Mas chega de revirar no lixo e vamos falar de coisa boa: Superman! Em seu novo filme, James Gunn faz questão de se distanciar ao máximo dessas ideias erradas. Em muitos momentos inclusive, deixa bem claro que a sua visão para o herói é diametralmente oposta. Para ele, o que torna o personagem um super-homem não é a força que o desconecta da humanidade, mas justamente essa capacidade de se conectar ao outro de forma inquestionável – e até ingênua, como aponta Lois.

Agora temos um Superman que salva esquilo e chora por robô (Imagem: Warner Bros)

Isso fica claro em vários momentos, seja quando intervém em uma guerra do outro lado do mundo para impedir um massacre, ou quando chora por um robô que diz não ter sentimentos ou emoções. Para ele, toda vida é igualmente importante, seja de um autômato, de um esquilo ou de um monstro que está destruindo a cidade. 

Quando Gunn anunciou o novo Universo Cinematográfico da DC, ele fez questão de destacar que o novo filme do Azulão – que ainda se chamava Superman Legacy – seria justamente sobre a importância desse personagem e de tudo o que ele simboliza para os dias de hoje. E, agora que o longa chegou aos cinemas, vemos realmente o quanto essa abordagem solar e espirituosa do herói é punk rock.

Mais do que uma piadinha, a fala é muito poderosa. Ela deixa claro como, em um mundo sombrio e cínico como o nosso, o Superman é essa figura que contraria a todos por colocar o outro em primeiro lugar sem importar com as consequências que isso trará para si. É ao se preocupar com o outro que ele questiona o mundo à sua volta. “O amor é um ato revolucionário”, já diria Chico César.

O verdadeiro poder do Superman é inspirar o mundo à sua volta e James Gunn foi preciso demais nisso (Imagem: Warner Bros)

De nada adianta repetir incansavelmente que o herói representa esperança e rodeá-lo de referências cristãs quando, na prática, ele não carrega nada disso. Seu verdadeiro poder, o que o torna super de verdade, é a capacidade de inspirar àqueles à sua volta, do vendedor de falafel a heróis burocráticos com cabelinho de prepúcio. 
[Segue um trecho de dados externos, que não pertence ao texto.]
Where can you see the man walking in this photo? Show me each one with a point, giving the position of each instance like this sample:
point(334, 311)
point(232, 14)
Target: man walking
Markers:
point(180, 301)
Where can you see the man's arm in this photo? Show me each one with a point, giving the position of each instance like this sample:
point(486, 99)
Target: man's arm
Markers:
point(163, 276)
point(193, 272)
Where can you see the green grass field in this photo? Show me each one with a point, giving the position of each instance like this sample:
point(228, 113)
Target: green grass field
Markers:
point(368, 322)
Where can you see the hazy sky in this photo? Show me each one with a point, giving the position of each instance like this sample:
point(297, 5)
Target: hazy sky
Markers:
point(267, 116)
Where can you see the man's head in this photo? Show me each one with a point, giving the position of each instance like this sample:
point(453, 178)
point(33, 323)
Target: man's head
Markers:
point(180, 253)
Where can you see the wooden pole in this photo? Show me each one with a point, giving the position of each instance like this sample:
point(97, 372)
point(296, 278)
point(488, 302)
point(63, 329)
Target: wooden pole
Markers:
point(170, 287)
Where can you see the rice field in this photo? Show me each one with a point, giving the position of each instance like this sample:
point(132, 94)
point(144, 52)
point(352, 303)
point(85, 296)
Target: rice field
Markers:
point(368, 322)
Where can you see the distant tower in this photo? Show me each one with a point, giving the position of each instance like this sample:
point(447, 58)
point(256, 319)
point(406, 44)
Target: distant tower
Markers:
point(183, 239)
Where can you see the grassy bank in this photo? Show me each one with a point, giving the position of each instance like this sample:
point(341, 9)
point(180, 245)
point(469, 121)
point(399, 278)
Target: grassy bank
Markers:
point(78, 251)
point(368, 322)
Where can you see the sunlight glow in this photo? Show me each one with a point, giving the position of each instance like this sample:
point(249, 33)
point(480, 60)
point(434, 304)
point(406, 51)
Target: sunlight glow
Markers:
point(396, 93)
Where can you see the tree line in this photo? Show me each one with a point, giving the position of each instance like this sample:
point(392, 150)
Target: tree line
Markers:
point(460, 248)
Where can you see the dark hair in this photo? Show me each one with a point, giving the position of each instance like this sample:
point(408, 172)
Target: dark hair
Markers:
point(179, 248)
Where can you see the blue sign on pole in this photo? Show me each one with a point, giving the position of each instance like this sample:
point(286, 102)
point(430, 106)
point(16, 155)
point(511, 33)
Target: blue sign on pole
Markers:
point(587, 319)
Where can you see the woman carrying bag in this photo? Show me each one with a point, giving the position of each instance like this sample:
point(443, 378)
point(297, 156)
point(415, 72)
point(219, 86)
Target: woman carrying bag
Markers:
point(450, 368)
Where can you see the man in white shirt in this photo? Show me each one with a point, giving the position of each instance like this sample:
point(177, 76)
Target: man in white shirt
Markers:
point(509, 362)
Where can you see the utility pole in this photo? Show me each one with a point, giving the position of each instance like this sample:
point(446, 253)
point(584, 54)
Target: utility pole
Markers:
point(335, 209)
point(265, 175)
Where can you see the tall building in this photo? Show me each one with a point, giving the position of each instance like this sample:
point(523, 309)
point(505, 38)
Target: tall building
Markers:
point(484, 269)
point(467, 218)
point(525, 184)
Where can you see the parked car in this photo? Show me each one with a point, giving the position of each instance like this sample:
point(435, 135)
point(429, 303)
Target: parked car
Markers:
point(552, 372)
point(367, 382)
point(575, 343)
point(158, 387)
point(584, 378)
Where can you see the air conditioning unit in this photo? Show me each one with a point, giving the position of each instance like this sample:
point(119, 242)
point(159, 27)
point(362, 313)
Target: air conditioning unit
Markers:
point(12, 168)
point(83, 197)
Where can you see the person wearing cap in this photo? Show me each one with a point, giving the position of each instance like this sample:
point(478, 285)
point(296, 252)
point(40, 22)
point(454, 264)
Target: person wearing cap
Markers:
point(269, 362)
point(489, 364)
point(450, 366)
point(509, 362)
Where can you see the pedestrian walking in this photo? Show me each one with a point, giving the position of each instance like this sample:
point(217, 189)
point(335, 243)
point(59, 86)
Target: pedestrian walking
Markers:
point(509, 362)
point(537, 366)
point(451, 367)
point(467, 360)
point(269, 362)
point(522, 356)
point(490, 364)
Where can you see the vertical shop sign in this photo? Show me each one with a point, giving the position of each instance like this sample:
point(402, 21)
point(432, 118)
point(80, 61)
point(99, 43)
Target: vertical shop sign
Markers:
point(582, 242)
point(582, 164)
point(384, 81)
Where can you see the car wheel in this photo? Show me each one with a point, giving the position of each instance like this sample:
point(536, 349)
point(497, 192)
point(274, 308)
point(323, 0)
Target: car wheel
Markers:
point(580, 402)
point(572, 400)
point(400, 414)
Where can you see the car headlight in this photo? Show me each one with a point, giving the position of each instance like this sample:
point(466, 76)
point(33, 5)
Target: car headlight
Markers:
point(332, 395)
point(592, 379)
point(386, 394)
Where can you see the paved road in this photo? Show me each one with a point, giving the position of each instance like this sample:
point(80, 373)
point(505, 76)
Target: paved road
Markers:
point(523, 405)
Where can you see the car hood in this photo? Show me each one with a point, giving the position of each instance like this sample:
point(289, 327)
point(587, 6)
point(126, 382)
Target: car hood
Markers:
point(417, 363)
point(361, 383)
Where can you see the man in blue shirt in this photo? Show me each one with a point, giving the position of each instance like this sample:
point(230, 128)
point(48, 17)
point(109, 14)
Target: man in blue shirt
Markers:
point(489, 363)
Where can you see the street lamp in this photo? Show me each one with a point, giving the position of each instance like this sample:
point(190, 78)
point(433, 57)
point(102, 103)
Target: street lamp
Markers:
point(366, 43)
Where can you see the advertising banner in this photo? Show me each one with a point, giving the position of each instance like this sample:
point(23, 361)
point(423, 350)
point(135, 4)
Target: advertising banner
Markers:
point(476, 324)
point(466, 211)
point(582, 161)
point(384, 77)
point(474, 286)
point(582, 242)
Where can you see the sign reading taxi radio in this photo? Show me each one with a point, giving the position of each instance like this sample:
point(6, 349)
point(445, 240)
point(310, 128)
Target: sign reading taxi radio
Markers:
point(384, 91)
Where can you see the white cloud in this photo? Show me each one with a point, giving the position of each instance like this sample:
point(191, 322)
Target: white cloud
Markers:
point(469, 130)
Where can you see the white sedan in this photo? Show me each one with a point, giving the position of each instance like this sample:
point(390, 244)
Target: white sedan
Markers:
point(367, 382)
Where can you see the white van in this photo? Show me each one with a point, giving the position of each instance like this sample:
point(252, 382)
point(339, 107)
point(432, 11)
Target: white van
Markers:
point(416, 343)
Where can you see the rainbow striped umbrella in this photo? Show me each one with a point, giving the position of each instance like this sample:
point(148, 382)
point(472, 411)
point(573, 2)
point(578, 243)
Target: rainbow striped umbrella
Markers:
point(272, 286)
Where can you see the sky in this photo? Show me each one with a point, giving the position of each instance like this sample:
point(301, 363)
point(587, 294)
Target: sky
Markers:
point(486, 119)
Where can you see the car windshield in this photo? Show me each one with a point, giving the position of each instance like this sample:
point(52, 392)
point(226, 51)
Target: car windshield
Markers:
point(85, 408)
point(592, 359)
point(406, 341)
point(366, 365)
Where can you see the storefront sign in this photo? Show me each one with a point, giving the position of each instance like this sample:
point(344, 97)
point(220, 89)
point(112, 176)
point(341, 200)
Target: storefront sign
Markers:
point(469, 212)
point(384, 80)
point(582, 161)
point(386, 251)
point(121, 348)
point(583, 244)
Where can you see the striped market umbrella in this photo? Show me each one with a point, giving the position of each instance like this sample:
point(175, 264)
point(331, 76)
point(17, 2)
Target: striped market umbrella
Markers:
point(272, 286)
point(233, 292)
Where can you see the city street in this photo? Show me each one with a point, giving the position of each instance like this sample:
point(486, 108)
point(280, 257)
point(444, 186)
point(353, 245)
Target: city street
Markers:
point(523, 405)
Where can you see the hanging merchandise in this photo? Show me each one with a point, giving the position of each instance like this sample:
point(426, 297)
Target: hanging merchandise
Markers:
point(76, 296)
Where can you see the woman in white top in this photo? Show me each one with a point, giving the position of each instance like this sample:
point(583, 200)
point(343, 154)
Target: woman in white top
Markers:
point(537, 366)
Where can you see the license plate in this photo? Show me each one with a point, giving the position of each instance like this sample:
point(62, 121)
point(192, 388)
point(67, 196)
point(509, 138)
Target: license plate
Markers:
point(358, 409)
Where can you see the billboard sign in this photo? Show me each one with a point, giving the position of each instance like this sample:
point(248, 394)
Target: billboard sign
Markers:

A esperança que o S representa é justamente a de que podemos ser melhores. De que o altruísmo vale a pena e que é preciso se importar com o bem-estar de todos. Se Snyder pavoneava ícones cristãos vazios, a nova encarnação do Homem de Aço representa uma passagem bíblica sem citá-la uma única vez: “Nós, que somos fortes, devemos suportar as fraquezas dos fracos, e não agradar a nós mesmos. Cada um de nós deve agradar ao seu próximo para o bem dele, a fim de edificá-lo”.

O Superman que James Gunn traz às telas é tudo isso. É um herói que questiona e se opõe a esse olhar individualista pelo exemplo – exemplo este que ele traz de casa. Um herói que inspira por ter sido inspirado antes. Um Superman punk rock da mamãe e do papai.